Jesus changed his disciples’ brains by offering a new life within the context of God’s trustworthy love. Our brain develops optimally inside trustworthy love.
Maybe this is why I have lost so many friends over the years. Maybe one reason why is they have felt the holy tension, didn’t want to grow in the way of Jesus, so to avoid the holy tension, I had to be out of their lives.
Remember those mirror neurons? We were never designed to heal, grow, or become whole in isolation. God formed our brains for relationship–with God and with one another–so that who we belong to shapes who we become. Loneliness distorts our perception, interrupts growth moments. But presence restores it. Safe faces, trustworthy love, and shared life help our nervous systems settle and our identities come back online.
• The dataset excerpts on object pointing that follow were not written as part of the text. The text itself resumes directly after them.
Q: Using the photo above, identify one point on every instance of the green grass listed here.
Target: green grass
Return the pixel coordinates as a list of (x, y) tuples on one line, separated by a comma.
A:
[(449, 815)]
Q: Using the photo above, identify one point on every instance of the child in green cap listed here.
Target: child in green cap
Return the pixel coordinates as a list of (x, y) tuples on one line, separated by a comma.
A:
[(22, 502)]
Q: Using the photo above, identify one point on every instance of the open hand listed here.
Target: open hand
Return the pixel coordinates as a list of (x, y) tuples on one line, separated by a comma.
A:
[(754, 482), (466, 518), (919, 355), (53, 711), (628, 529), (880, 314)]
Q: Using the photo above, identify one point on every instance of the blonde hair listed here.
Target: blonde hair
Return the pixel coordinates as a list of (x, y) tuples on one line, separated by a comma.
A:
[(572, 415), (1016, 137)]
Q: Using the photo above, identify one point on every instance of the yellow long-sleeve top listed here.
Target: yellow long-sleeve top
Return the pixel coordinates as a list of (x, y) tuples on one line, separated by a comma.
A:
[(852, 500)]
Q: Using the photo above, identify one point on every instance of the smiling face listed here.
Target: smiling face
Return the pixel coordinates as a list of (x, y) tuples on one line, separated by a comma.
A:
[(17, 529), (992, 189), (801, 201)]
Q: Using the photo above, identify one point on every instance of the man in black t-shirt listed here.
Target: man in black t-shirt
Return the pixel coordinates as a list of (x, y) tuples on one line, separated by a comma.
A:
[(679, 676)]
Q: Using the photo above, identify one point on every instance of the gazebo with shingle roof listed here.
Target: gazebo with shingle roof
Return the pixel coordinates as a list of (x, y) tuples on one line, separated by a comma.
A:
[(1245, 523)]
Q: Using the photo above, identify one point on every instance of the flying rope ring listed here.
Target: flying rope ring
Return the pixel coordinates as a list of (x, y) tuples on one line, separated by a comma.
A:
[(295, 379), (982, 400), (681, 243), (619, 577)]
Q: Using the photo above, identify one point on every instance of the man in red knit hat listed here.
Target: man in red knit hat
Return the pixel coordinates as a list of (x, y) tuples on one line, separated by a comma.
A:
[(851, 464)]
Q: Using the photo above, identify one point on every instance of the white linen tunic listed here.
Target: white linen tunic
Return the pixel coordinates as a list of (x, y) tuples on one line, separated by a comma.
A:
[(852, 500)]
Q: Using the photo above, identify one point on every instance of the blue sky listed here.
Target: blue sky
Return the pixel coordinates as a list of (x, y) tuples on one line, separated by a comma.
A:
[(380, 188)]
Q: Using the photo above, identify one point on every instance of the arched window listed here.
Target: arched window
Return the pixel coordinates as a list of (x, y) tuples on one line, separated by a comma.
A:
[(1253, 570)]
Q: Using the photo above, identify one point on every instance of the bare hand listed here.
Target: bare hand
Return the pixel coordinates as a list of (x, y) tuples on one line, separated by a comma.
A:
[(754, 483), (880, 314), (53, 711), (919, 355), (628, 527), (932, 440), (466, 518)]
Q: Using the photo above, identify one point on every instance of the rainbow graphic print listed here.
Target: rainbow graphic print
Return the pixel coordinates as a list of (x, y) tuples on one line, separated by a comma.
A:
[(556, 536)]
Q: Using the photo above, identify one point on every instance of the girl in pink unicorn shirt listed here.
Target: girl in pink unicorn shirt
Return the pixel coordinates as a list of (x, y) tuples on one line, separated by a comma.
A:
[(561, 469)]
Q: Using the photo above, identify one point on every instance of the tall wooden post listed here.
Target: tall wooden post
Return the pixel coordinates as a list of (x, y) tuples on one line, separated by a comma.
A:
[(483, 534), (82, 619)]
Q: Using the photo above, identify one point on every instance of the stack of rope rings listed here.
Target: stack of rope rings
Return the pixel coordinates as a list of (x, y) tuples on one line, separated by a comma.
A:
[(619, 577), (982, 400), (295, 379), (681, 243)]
This is how discipleship actually works: not through pressure or performance, but through relationship that tells the truth while holding us close. We are changed not just by what we believe, but by who is with us as we learn to believe it.
So maybe the question isn’t just what you believe. It’s who you trust enough to shape what you believe.
Because belief is already forming you—quietly, consistently, over time.
And growth rarely feels like growth in the moment. It feels like holy tension. Like questions. Like not knowing what to do next. Like discomfort.
But that space–the one we try to avoid–is often where something deeper is being formed.
And maybe the goal isn’t to escape that tension but to stay in it long enough to let something true take root.
Not alone. But with someone you trust.